The NFT community was in a debating mood last month. To grant royalties or to not grant royalties? Commercial licensing rights or creative commons?
But when it comes down to the numbers, the bear market continues. Monthly NFT marketplace volumes are down again, according to The Block's data dashboard.
Meanwhile in gaming, an anti-bot company has claimed web3 gaming is full of them — and some of the numbers put even Elon Musk's wildest Twitter-bot estimates to shame. If accurate, the numbers could be a blow to blockchain gaming, which has enjoyed a surge of investment interest this year.
More than $100 million worth of NFTs were stolen in the last year
Over $100 million worth of NFTs were stolen between July 2021 and July 2022, including a total of 167 Bored Ape Yacht Club NFTs worth over $43.6 million. That's according to a new report from blockchain analytics firm Elliptic released this month. After Bored Apes, the most targeting collections were Mutant Ape Yacht Club and Azuki.
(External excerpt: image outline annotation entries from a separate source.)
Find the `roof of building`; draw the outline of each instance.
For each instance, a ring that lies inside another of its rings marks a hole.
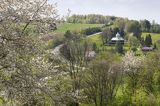
[[[121,35],[119,34],[119,33],[117,33],[116,34],[116,37],[113,37],[112,39],[111,39],[112,41],[122,41],[122,40],[124,40],[122,37],[121,37]]]
[[[152,51],[153,47],[142,47],[142,51]]]

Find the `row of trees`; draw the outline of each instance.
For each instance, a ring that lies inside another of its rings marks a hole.
[[[67,18],[69,23],[87,23],[87,24],[109,24],[114,22],[118,17],[103,15],[72,15]]]
[[[88,23],[88,24],[115,24],[120,29],[124,29],[125,26],[130,26],[130,24],[138,25],[142,32],[160,33],[160,25],[153,21],[152,23],[148,20],[128,20],[126,18],[114,17],[114,16],[103,16],[103,15],[72,15],[67,18],[69,23]],[[132,29],[137,30],[137,29]],[[128,30],[129,31],[129,30]]]

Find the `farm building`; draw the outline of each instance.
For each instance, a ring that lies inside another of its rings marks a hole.
[[[116,44],[116,42],[120,42],[121,44],[124,44],[124,38],[121,37],[119,33],[116,34],[116,37],[113,37],[110,41],[110,44]]]

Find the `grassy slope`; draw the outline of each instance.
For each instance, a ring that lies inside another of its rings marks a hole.
[[[101,27],[103,24],[74,24],[74,23],[65,23],[58,26],[58,29],[55,32],[66,32],[67,30],[80,31],[85,28]]]
[[[160,40],[160,34],[157,34],[157,33],[142,33],[142,36],[145,38],[145,36],[147,34],[151,34],[153,43],[155,43],[156,41]]]

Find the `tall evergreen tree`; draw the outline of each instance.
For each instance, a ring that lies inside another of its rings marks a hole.
[[[150,34],[148,34],[145,38],[145,46],[150,47],[152,45],[152,37]]]
[[[115,51],[117,53],[123,54],[123,45],[121,44],[120,41],[116,42]]]

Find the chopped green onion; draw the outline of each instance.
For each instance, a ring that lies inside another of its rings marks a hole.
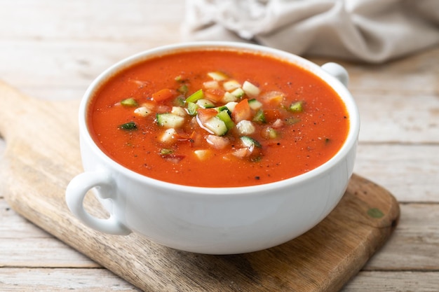
[[[201,99],[204,97],[204,92],[203,90],[200,89],[195,92],[192,93],[186,99],[186,102],[196,102],[198,99]]]
[[[191,102],[187,103],[187,113],[190,116],[196,116],[196,110],[198,109],[198,106]]]

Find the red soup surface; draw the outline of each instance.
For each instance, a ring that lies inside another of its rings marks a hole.
[[[237,187],[309,172],[349,130],[346,107],[313,74],[272,57],[180,52],[137,64],[92,98],[88,124],[124,167],[173,183]]]

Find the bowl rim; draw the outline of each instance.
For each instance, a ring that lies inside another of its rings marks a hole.
[[[158,179],[140,174],[116,162],[107,155],[99,148],[99,146],[97,146],[95,141],[91,137],[88,126],[87,125],[87,109],[90,100],[93,96],[93,93],[100,88],[100,86],[102,85],[103,83],[107,80],[108,78],[110,78],[111,76],[133,66],[133,64],[150,58],[180,51],[206,48],[212,50],[244,50],[249,52],[267,54],[270,56],[274,56],[275,57],[281,60],[292,62],[295,65],[299,66],[311,71],[322,79],[324,82],[327,83],[339,95],[345,104],[346,110],[349,114],[349,130],[348,132],[346,139],[340,149],[339,149],[335,155],[329,160],[317,167],[298,176],[271,183],[255,186],[215,188],[180,185],[160,181]],[[355,102],[355,99],[351,92],[338,79],[328,72],[326,72],[320,66],[304,57],[281,50],[259,45],[234,41],[195,41],[177,43],[145,50],[117,62],[100,73],[87,88],[79,105],[79,122],[80,139],[82,140],[82,142],[86,144],[87,146],[90,148],[93,154],[98,157],[102,161],[104,162],[105,165],[110,167],[113,170],[119,172],[124,176],[130,177],[132,179],[140,183],[144,183],[148,185],[152,184],[156,187],[164,188],[171,190],[177,190],[180,193],[189,193],[191,194],[202,193],[203,195],[227,195],[229,194],[270,193],[270,191],[278,190],[291,185],[297,185],[304,183],[311,178],[319,176],[327,173],[332,167],[339,163],[349,153],[352,148],[356,147],[360,131],[360,113]],[[83,147],[82,142],[81,148]],[[81,149],[81,152],[82,151],[83,149]]]

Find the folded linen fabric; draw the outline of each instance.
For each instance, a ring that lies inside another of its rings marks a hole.
[[[439,0],[187,0],[182,32],[378,63],[439,44]]]

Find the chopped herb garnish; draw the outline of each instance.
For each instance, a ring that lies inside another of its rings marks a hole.
[[[293,113],[302,112],[304,110],[303,104],[304,104],[304,102],[302,100],[299,102],[293,102],[290,106],[290,111],[292,111]]]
The report also looked at money laundering using NFTs and found that, despite fears, it’s not that common. Over $8 million in illicit funds has been laundered through NFT-based platforms since 2017, representing 0.02% of trading activity originating from known sources.
The OpenSea trading 'down 99%' debate
An article on Aug. 29 in Fortune described OpenSea transactions as “down 99%,” noting that the previous Sunday the marketplace had recorded just $9.34 million in NFT transactions, down from a record $2.7 billion on May 1.
However, OpenSea CFO Brian Roberts hit back at the claims on Twitter, accusing Fortune of having “cherry picked” a single day in May that saw six times greater than the average between March and June. The spike was likely driven by the Apr. 30 Otherdeed sale.
The peak the article used is likely attributable to the Otherdeed sale on Apr. 30. But that said, volume transactions for NFT marketplaces are nevertheless down, albeit less than the seismic drop from May to June. OpenSea's monthly volume went from $528.64 million in July to $485.32 million in August.
Across the top ten marketplaces, volume was down from $675.43 million to 592.34 million.
The rise of no royalty marketplaces?
Decentralized NFT marketplace Sudoswap sparked controversy in mid-August with its automated market maker (AMM) that allows people to buy and sell automatically without having to wait for interested buyers or sellers. The gripe people have though is it bypasses royalties that go to creators.
But according to this Dune Sudoswap dashboard, since Sudoswap launched its AMM in July, it experienced a surge in volume.
Several no-royalty marketplaces have also popped up over the previous months, including Solanart and Yawww. X2Y2 also recently announced buyers would be able to choose how much in royalties they want to give to projects.
The result is an ongoing debate over the application and enforcement of royalties in the NFT space.
GameFi token market caps have declined
The market capitalization of the top 50 GameFi tokens dropped by over 60% from January to August 2022, according to The Block Research. That’s similar to the market cap decline of the top 50 DeFi tokens.
As of August 2022, it has also recorded a total of 1,575 GameFi projects — 40% of these are based on BNB Chain. Just over a quarter are Ethereum-based and 15% are on Polygon. But even they are faring much better than gaming-specific blockchains. Ones like Immutable X, Gala Games, WAX, Enjin, and Wemix are only snagging between 1% and 6% of the market share.
But players can only play around a third of all GameFi projects at the moment. According to The Block Research, “this is in line with the expectation of a long game development cycle of 3 to 5 years since most GameFi projects only receive funding between 2021 and 2022.”
Alien Worlds is the most played game
Alien Worlds is currently most popular blockchain-based game by active addresses. Axie Infinity, Solitaire Blitz, Splinterlands and Upland round out the top five.
...But are they bots?
Anti-bot protection software company Jigger came out with an interesting stat last week. It claims that 40% of the “players” in web3 games are bots. The research looked at over 60 web3 games and found evidence of around 200,000 bots across them all.
Half of PC and console gamers interested in metaverse
Google’s 2022 PC & Console Insights Report revealed that 47% of PC and console gamers are interested in interacting with the metaverse in the future. Respondents were also more interested in VR and AR than NFT-based games.